How do pills form on your clothes in the first place?
You’ve seen them on your sweaters, your workout clothes, even your favourite pair of pants – those small, firm balls of lint frequently referred to as “pills.” These pesky pieces are the result of normal wear and tear – broken clothing fibres on the surface of clothes become tangled together and attract loose micro-threads during the wash cycle.
Over time, these threads clump together, forming the characteristic lint ball that is stuck to your clothing. While this is common, it is possible to learn how to prevent pilling, as well as how to remove these pills from sweaters and other common garments.
How to prevent and remove pilling
1) Prevent pilling before it starts
What is the best way to stop your clothes from developing lint balls? It starts before you even bring new clothing home. Pilling is most common on clothes with looser, shorter fibres.
Therefore, knitted fabrics tend to pill more than woven ones, and clothes made from wool, cotton, polyester, acrylic and other synthetics tend to develop pills more readily than silk, denim or linen. When you’re out shopping, opt for sturdy fabrics that are tightly woven and made from more durable materials.
2) Prevent pilling in the washing machine
We stress our clothes every time we wear them – therefore, some degree of pilling is always possible. However, it is possible to reduce the amount that takes place by using smart tactics on laundry day. Start by turning garments inside out and fastening zippers, buttons and hooks – rubbing against these hard objects can damage clothing fibres.
Next, sort clothes according to colour and fabric type to help keep heavier fabrics from damaging lighter ones in the wash. Opt for a cold water wash using the gentlest cycle possible, or even hand wash your clothes.
Also, make sure the washing machine isn’t overloaded. If your clothes can’t move easily in the machine, they’ll rub together and cause more friction. Use a gentle detergent, and consider using fabric softener to help protect clothing fibres. When the wash is done, use a gentle, low heat dryer cycle or hang up your clothes to air dry.

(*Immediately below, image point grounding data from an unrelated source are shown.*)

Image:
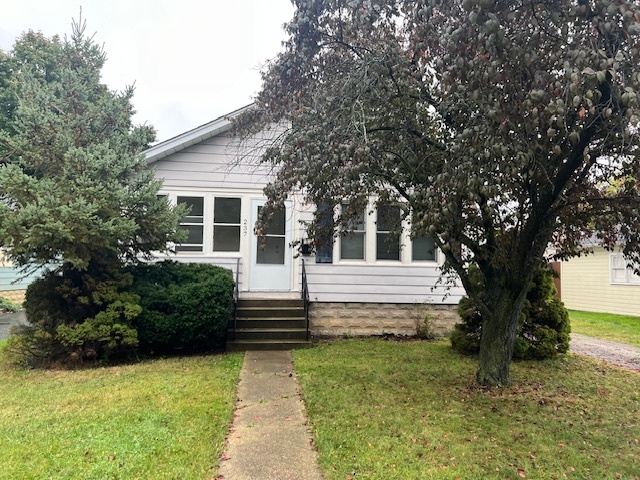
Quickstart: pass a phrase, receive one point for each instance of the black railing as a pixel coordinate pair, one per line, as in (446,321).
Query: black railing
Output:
(305,296)
(236,290)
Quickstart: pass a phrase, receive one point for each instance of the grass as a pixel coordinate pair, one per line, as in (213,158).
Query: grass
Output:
(411,410)
(163,419)
(607,326)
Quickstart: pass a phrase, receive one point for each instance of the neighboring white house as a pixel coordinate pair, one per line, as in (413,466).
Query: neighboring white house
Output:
(600,282)
(359,285)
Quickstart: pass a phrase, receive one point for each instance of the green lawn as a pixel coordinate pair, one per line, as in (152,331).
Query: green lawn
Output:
(617,328)
(163,419)
(384,409)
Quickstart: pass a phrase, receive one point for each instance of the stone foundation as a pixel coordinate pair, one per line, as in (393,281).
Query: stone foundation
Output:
(367,319)
(16,296)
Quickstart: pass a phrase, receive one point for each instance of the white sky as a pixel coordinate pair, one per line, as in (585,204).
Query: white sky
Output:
(191,60)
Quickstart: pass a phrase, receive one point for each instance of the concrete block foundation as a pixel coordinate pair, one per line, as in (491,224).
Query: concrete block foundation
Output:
(369,319)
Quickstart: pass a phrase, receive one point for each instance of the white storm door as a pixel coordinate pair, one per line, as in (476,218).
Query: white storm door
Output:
(271,252)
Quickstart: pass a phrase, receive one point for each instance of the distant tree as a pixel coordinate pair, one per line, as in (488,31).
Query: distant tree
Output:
(500,124)
(75,196)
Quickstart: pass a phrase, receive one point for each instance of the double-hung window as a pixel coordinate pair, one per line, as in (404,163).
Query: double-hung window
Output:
(352,243)
(213,224)
(423,248)
(193,223)
(226,224)
(388,231)
(621,273)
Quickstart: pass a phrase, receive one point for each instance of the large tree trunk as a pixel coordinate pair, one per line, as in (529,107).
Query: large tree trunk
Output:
(498,337)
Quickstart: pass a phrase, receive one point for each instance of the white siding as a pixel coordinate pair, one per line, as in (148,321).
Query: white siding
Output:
(220,166)
(217,163)
(378,284)
(586,286)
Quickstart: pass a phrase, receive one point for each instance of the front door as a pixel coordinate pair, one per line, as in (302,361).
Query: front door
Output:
(271,251)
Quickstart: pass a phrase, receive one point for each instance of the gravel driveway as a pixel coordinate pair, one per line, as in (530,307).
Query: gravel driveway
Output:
(616,353)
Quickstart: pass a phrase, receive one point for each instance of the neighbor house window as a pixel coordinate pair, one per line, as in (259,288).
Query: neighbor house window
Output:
(423,248)
(620,273)
(226,224)
(193,223)
(352,243)
(388,229)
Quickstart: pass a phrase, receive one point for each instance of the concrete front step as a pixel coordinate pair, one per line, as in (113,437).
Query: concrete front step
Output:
(269,323)
(268,334)
(269,303)
(260,312)
(243,345)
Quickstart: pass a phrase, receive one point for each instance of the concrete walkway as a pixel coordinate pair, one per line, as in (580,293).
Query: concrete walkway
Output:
(269,438)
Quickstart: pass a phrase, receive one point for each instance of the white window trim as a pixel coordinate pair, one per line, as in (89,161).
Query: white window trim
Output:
(209,197)
(618,263)
(406,245)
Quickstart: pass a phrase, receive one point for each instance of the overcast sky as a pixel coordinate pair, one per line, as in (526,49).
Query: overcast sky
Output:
(191,60)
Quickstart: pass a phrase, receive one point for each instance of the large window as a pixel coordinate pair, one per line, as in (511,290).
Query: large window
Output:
(213,224)
(621,274)
(352,244)
(226,224)
(193,223)
(388,230)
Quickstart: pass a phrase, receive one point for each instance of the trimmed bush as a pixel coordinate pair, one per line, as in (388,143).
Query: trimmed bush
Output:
(185,306)
(77,317)
(544,326)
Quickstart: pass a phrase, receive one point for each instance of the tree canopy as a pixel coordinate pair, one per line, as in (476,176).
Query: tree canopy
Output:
(500,124)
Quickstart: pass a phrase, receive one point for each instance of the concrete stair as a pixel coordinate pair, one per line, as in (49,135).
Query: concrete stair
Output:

3) Use laundry detergent with cellulase to remove pilling and lint balls from your clothes in the washing machine
If your clothes start to develop pills, your first line of defense may come from an unexpected source. Some detergents use enzymes to help clean clothes, and one enzyme – cellulase – can go a step farther.
This particular enzyme can help loosen and remove pills in the wash, so consider using detergent with cellulase if you notice pills developing on your clothes. Combined with a gentle, cold water cycle, this type of detergent may help reduce or even solve your pilling problem.
4) Remove lint balls from clothes with a fabric shaver or pill remover
After your clothes are washed and dried, take a look to see if any pills remain. If so, you can carefully remove them by using a fabric comb or battery-operated pill/lint remover. Both of these methods help carefully cut or scrape away the fabric pills so they are no longer attached to your clothes. When done correctly, you’ll end up with clothes that look as good as new.